もう一例をあげよう。中国の不動産デベロッパーと共産党幹部の癒着を暴露するノンフィクション『私が陥った中国バブルの罠 レッド・ルーレット 中国の富・権力・腐敗・報復の内幕』(デズモンド・シャム著、神月謙一訳、草思社、2022年)のなかで、不動産開発に携わっていたシャム夫婦(当時)が、共産党幹部の関係者および2人の実業家の3組の夫婦を接待するため、4機のプライベートジェットを飛ばしてヨーロッパへ旅行に出かけたというエピソードが出てくる。

 出発間際になって、みんなで一緒にトランプで遊ぼうという話になり、4組の夫婦8人は同じ飛行機に乗り込んだ。あとの3機は乗務員以外、誰も乗っていなかったが、後をついていった。
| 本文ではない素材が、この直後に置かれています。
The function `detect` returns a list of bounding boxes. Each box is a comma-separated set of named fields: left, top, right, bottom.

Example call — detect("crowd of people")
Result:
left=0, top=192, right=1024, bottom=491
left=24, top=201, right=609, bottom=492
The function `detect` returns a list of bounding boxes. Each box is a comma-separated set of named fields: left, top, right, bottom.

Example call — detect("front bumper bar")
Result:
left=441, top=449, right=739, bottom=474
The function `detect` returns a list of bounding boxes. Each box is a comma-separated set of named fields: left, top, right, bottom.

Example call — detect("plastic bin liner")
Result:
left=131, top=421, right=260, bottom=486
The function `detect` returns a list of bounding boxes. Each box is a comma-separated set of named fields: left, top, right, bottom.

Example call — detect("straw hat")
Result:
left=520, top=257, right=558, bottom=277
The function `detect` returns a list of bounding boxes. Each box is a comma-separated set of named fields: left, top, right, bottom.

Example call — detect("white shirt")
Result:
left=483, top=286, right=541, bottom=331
彼らはパリに着いて、シャンゼリゼ大通り近くのミシュラン星付きのレストランで食事をするが、ワインだけで10万ドル(当時のレートで約850万円)を超えたと本のなかで記されている。これらのお金はすべて不動産開発と不動産投資から得られた利益のはずである。

 不動産バリューチェーンのなかで、これらの勝ち組の贅沢三昧の生活を支えているのは結局のところ、マンションなどの不動産を高価格で購入している無数の個人である。経済学的な分析はあとの章で行うことにするが、この2つの事例からは、中国の不動産市場が明らかにバブルとなっており、持続不可能な状態となっていたことが明らかだ。このような理不尽なバブルがはじけないはずがない。

債務連鎖は待ったなし
政府の救済は望めるのか?

 それではなぜ一定数の人には、中国の不動産バブルが崩壊していないように見えるのだろうか。 不動産バブルが崩壊したかどうかを判断する指標には、不動産価格の下落、デベロッパーの経営状況、個人による住宅ローンの延滞、銀行の不良債権問題などがある。

 一般的に不動産バブルが崩壊すると、不動産価格はある程度下落するが、大暴落はしにくい。これは不動産価格の下方修正硬直性によるものといわれている。デベロッパーの経営悪化ないし大規模倒産が起き、景気が急減速するのを受けて、個人による住宅ローンが延滞され、銀行のバランスシートに巨額の不良債権が生まれ、金融システム不安が現実問題として浮上してくる。これが、不動産バブル崩壊が引き起こす債務連鎖である。